8. BRAINDEAD aka DEAD ALIVE - Some people claim that THE LORD OF THE RINGS is Peter Jackson’s best film. Those people haven’t seen DEAD ALIVE. The goriest movie of all time™ still stands up with the best and the bloodiest of them after 20 years. “I kick ass…FOR THE LORD!”
9. RE-ANIMATOR - “Herbert West.” Just try to say it without using Jeffrey Combs’s creepy-ass inflection. RE-ANIMATOR definitely takes the top slot in the “mad scientist who makes zombies” sub-genre. There is no other character quite as composed, charming, brilliant, and batshit crazy as “Wesssssssst!” For a different look at the havoc that just a few zombies can cause, as opposed to the deluge we usually end up with, RE-ANIMATOR definitely takes the cake. (Hint: decapitated blowjob.) And, yes, there’s a deluge at the end.
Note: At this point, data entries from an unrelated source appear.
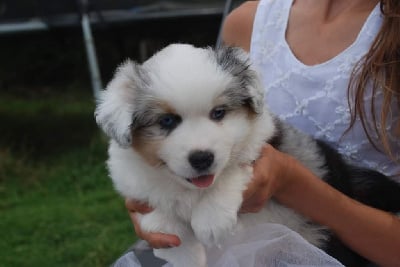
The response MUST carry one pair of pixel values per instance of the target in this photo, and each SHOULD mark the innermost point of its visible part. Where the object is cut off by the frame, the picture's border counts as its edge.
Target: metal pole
(227, 9)
(91, 55)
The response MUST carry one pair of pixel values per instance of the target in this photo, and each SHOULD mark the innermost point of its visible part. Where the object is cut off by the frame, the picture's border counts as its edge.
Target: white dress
(314, 98)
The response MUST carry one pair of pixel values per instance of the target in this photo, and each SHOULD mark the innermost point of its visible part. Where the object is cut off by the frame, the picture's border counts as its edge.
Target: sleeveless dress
(314, 98)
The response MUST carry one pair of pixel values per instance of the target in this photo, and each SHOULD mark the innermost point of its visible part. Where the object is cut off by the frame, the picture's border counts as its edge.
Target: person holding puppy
(334, 66)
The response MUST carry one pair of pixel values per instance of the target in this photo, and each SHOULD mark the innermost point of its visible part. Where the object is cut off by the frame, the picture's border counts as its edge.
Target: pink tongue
(203, 181)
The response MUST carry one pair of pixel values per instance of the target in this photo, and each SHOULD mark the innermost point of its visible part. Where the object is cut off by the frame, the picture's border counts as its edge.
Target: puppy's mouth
(202, 181)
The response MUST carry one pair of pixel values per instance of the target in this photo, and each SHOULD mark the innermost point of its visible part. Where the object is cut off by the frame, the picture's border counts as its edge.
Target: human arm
(372, 233)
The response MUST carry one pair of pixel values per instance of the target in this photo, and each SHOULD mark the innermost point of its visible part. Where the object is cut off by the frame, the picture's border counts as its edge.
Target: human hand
(270, 174)
(155, 240)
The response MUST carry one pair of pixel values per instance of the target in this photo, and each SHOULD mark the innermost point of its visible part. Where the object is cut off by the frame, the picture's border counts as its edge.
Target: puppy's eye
(218, 113)
(169, 121)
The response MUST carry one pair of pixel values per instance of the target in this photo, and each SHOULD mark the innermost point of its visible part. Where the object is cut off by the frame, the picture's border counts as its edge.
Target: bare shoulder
(238, 25)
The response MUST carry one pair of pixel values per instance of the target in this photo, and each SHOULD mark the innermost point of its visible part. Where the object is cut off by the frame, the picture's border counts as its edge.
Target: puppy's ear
(236, 61)
(115, 105)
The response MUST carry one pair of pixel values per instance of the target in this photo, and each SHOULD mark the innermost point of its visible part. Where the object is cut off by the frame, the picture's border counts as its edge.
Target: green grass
(57, 205)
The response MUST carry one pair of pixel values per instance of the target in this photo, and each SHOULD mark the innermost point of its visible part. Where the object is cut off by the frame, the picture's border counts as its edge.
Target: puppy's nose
(201, 160)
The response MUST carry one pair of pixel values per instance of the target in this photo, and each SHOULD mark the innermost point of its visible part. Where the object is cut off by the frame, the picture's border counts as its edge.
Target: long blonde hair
(379, 69)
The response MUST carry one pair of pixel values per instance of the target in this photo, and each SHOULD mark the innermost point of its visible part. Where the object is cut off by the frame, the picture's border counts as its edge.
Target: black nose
(201, 160)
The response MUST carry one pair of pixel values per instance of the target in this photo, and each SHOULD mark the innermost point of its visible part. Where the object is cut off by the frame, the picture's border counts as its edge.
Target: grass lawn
(57, 205)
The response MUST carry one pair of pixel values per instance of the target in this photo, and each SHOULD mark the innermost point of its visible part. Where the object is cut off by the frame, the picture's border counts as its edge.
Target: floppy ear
(236, 61)
(115, 105)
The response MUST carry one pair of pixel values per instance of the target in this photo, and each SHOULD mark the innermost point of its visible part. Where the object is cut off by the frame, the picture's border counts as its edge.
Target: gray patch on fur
(302, 147)
(247, 89)
(128, 84)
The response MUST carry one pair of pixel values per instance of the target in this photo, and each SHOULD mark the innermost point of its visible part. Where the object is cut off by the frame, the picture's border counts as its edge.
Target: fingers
(137, 206)
(255, 197)
(155, 240)
(258, 189)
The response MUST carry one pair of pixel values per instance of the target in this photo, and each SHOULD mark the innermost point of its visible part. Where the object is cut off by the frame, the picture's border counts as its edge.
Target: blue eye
(169, 121)
(218, 113)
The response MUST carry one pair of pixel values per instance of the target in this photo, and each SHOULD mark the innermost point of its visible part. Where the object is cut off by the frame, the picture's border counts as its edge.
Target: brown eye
(169, 121)
(217, 113)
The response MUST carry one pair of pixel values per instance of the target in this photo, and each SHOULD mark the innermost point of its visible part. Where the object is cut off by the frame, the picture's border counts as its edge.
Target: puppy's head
(187, 111)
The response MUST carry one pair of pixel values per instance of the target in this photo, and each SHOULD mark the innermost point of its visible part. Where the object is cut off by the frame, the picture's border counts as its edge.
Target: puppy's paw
(211, 229)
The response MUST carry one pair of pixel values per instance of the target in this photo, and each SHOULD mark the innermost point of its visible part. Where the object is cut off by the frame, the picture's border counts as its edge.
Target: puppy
(186, 125)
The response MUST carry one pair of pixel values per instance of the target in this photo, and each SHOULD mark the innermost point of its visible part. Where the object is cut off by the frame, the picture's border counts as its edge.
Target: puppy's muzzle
(201, 160)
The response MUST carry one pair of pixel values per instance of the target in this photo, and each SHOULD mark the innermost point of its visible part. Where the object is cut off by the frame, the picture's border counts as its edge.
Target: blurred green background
(57, 205)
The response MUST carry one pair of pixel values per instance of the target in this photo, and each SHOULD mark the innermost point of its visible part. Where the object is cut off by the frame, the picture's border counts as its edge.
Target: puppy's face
(187, 111)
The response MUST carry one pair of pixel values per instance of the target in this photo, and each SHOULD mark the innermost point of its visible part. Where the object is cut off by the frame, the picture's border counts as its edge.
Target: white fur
(189, 80)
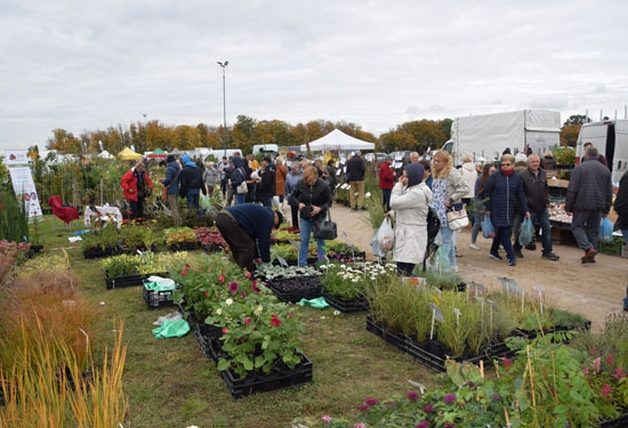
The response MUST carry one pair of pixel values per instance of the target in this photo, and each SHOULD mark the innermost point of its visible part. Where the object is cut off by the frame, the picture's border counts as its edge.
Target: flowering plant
(258, 333)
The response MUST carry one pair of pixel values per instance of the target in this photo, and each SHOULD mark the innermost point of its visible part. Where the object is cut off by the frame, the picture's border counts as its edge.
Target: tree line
(418, 135)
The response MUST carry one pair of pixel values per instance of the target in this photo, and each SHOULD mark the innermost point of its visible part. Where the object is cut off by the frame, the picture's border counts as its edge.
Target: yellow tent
(128, 154)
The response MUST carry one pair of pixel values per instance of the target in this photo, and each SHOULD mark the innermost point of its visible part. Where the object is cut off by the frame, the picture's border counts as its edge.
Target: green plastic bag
(318, 303)
(171, 328)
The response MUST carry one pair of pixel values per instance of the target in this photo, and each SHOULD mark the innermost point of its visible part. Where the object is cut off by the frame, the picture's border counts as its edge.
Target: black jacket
(355, 169)
(318, 195)
(535, 188)
(621, 203)
(590, 188)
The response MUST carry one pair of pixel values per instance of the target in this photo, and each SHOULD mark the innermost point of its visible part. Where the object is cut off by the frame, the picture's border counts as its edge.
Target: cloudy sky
(85, 65)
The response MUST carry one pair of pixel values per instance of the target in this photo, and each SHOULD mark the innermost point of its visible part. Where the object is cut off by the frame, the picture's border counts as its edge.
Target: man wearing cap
(247, 229)
(386, 181)
(355, 172)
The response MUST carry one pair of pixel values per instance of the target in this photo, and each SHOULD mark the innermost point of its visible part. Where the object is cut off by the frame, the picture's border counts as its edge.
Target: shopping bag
(526, 232)
(488, 231)
(386, 235)
(606, 230)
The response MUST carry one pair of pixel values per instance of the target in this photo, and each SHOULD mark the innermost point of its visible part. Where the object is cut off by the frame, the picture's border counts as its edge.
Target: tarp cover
(338, 140)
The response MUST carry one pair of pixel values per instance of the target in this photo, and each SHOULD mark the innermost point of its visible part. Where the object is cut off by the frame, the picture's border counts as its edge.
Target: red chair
(66, 213)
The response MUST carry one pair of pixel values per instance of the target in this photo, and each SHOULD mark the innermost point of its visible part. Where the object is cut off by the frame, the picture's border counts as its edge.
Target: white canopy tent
(338, 140)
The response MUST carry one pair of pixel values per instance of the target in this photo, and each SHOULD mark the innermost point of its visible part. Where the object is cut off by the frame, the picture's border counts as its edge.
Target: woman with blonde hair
(313, 198)
(449, 187)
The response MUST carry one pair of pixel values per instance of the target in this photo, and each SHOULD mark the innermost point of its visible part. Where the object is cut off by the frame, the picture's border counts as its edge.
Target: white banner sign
(24, 188)
(15, 157)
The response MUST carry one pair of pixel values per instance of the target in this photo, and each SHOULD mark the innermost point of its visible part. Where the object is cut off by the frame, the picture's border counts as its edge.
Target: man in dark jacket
(247, 228)
(355, 174)
(191, 181)
(171, 182)
(588, 198)
(535, 188)
(266, 187)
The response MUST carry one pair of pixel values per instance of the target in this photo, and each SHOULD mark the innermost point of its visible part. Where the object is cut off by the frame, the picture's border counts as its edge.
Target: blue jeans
(307, 228)
(502, 236)
(449, 247)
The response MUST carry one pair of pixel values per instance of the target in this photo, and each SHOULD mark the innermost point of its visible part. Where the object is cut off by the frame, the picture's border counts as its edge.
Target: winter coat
(621, 203)
(503, 192)
(470, 175)
(128, 182)
(386, 176)
(355, 169)
(535, 188)
(318, 195)
(281, 171)
(411, 208)
(590, 188)
(173, 176)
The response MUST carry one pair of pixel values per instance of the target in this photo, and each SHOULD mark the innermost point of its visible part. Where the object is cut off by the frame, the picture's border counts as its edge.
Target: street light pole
(224, 65)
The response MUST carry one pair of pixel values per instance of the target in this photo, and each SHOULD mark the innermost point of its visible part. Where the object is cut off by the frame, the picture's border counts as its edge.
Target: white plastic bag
(386, 235)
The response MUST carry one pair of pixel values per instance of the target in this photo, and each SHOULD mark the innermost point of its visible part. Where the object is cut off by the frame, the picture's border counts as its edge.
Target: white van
(610, 137)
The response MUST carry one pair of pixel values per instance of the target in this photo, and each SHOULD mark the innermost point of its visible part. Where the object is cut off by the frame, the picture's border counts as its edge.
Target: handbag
(457, 217)
(326, 229)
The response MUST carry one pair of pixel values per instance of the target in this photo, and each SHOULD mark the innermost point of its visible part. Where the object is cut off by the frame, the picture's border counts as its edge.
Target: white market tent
(338, 140)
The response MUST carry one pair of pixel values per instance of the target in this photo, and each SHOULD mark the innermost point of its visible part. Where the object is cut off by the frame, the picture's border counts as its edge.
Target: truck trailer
(485, 137)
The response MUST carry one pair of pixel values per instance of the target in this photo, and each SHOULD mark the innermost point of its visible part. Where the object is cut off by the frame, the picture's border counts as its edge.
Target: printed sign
(24, 188)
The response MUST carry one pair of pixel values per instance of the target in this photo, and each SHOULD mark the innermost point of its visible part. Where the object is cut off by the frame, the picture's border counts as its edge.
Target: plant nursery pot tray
(129, 281)
(347, 306)
(618, 422)
(294, 289)
(280, 378)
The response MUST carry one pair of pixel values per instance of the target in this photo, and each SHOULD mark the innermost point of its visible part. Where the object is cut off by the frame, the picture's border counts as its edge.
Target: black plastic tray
(311, 289)
(347, 306)
(279, 379)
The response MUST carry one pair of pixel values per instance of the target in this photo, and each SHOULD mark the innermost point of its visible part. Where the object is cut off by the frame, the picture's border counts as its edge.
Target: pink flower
(610, 359)
(412, 395)
(233, 287)
(606, 390)
(619, 373)
(449, 398)
(371, 401)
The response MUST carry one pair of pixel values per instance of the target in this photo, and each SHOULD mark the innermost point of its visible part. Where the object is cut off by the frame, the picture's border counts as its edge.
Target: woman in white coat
(410, 200)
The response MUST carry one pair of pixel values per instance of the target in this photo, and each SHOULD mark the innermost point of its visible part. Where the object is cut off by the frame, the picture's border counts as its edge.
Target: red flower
(275, 321)
(606, 390)
(507, 362)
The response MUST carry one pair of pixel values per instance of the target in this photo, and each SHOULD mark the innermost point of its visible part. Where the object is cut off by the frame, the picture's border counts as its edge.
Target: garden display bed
(434, 357)
(281, 377)
(129, 281)
(294, 289)
(347, 306)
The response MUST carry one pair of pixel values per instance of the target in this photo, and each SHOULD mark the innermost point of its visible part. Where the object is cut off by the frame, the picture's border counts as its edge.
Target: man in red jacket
(386, 181)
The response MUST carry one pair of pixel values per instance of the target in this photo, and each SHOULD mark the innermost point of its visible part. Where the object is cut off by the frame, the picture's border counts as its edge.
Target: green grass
(171, 384)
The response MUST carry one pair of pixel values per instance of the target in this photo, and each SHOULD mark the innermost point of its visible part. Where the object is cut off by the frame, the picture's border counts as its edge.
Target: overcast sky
(85, 65)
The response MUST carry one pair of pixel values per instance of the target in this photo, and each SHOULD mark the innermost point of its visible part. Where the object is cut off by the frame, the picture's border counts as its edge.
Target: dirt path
(593, 290)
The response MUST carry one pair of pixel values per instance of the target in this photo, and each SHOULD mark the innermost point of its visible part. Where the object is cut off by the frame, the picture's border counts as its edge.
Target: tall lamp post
(224, 65)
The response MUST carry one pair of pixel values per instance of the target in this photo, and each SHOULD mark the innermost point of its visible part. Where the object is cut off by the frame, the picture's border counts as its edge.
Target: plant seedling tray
(279, 378)
(129, 281)
(289, 290)
(354, 306)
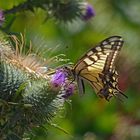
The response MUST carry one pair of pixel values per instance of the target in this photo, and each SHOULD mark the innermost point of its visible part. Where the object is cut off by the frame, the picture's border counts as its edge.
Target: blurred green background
(88, 117)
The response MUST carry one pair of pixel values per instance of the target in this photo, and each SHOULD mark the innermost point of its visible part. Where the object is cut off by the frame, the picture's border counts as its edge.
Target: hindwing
(97, 67)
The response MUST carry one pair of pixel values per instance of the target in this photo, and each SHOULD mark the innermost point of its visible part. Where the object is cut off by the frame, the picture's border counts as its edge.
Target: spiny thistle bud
(30, 92)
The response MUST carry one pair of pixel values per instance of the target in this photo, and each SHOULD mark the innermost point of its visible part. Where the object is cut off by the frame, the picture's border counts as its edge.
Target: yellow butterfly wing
(97, 67)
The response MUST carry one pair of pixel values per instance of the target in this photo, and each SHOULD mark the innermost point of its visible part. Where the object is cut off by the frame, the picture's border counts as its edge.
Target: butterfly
(98, 69)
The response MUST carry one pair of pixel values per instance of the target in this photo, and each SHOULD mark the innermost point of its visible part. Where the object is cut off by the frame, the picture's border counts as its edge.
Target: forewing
(97, 67)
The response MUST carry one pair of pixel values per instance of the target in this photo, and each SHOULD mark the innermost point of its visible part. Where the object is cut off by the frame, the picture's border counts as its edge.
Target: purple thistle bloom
(2, 18)
(89, 12)
(58, 79)
(69, 90)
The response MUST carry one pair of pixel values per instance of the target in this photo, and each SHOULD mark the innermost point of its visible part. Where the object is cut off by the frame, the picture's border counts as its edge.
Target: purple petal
(2, 18)
(58, 78)
(89, 12)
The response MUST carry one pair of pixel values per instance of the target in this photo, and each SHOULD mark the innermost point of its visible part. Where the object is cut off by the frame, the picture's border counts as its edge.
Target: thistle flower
(89, 12)
(69, 90)
(2, 18)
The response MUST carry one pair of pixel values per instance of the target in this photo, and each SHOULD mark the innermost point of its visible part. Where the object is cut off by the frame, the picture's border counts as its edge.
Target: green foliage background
(88, 117)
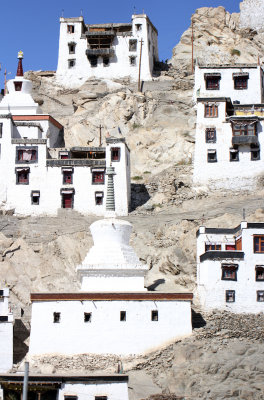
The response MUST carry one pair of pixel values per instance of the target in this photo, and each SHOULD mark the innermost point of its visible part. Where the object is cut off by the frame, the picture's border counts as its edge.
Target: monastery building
(40, 176)
(229, 148)
(110, 51)
(230, 268)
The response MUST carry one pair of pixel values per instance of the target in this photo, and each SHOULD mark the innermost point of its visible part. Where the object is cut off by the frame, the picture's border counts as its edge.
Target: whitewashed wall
(252, 95)
(106, 334)
(211, 288)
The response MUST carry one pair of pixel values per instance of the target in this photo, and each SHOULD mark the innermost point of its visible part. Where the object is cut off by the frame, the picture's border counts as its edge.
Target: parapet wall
(252, 14)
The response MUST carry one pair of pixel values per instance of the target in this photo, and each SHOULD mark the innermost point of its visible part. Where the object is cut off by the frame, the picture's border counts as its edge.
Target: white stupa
(111, 264)
(19, 100)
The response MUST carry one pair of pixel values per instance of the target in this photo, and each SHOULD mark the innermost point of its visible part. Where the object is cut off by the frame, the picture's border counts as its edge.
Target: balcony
(222, 255)
(84, 162)
(100, 52)
(246, 139)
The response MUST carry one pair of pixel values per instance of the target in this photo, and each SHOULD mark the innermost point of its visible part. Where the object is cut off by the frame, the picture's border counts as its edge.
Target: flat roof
(110, 296)
(38, 117)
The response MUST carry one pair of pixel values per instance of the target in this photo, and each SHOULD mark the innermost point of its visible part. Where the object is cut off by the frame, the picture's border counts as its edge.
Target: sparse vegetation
(235, 52)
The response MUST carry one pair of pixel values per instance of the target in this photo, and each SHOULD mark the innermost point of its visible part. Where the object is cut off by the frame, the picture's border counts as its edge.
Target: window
(260, 295)
(106, 61)
(18, 86)
(211, 246)
(259, 273)
(71, 63)
(93, 61)
(241, 82)
(87, 317)
(63, 155)
(210, 135)
(233, 155)
(115, 154)
(99, 198)
(244, 129)
(67, 176)
(212, 82)
(35, 194)
(132, 44)
(210, 111)
(211, 156)
(97, 177)
(255, 154)
(26, 154)
(230, 296)
(133, 60)
(229, 272)
(258, 243)
(70, 28)
(154, 315)
(122, 315)
(22, 176)
(56, 317)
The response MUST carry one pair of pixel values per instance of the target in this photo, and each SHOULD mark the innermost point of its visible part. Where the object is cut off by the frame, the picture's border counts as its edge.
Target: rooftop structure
(110, 51)
(230, 268)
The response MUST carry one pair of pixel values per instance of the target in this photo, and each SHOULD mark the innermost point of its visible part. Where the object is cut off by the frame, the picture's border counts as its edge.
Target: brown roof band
(110, 296)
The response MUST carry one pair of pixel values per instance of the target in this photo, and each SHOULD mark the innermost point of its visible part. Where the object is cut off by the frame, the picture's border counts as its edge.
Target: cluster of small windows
(230, 296)
(87, 316)
(212, 81)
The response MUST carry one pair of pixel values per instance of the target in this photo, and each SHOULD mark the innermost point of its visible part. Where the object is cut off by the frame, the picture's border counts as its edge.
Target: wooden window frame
(260, 296)
(258, 240)
(210, 135)
(210, 111)
(259, 268)
(233, 293)
(227, 268)
(241, 82)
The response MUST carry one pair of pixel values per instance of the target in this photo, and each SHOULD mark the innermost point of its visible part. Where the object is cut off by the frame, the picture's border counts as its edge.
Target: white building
(66, 387)
(6, 332)
(109, 51)
(39, 176)
(229, 148)
(230, 268)
(117, 315)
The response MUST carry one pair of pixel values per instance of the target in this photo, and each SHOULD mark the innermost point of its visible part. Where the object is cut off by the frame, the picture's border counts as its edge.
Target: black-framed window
(115, 154)
(230, 296)
(99, 198)
(212, 82)
(210, 135)
(56, 317)
(211, 156)
(255, 154)
(87, 317)
(229, 272)
(132, 44)
(98, 177)
(244, 129)
(71, 63)
(26, 154)
(72, 47)
(233, 155)
(122, 315)
(35, 196)
(260, 295)
(260, 273)
(22, 176)
(154, 315)
(241, 82)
10. DELLAMORTE DELLAMORE aka CEMETERY MAN - Didn’t think this movie was going to make it on here, did you? Well, fuck you. If nothing else CEMETERY MAN proves that zombie cinema can be high art. A haunting, disturbing film that nevertheless doesn’t give any short shrift to the sheer zombie awesomeness, CEMETERY MAN is perhaps the most unique film on this list and definitely deserving to be ranked amongst the top of the canon.
Honorable mentions:
JUAN OF THE DEAD - notable if for no other reason than for being the first Cuban film released internationally, it shows the universality of the zombie metaphor in a glorious satire of the Castro regime that makes me wonder how many of the filmmakers got shot afterwards
FIDO - since NOTLD was made in 1968, we had no idea how the people of the 1950s would’ve reacted to a zombie invasion…until Fido came out. Clever, though slight, it adds little to the genre and so gets knocked out of the top ten. Also notable for introducing the zombie control collar.
RESIDENT EVIL - easily overlooked in the wake of its execrable sequels (yes, I’ve watched every last one and will keep doing so) the original RE film was a bit of a gem, and helped bridge the long gap between the late ‘80s/early 90’s unofficial moratorium (ha!) on the genre and the latter day zombie renaissance. Similar to the DAWN OF THE DEAD remake, if the opening ten minutes doesn’t blow you away, you’re a little bit dead inside.
ZOMBIELAND - one of the tightest film-as-a-films on this list, clever, watchable, with a fun gimmick and great characters. But ultimately it just doesn’t add a whole lot to the genre, except popular exposure.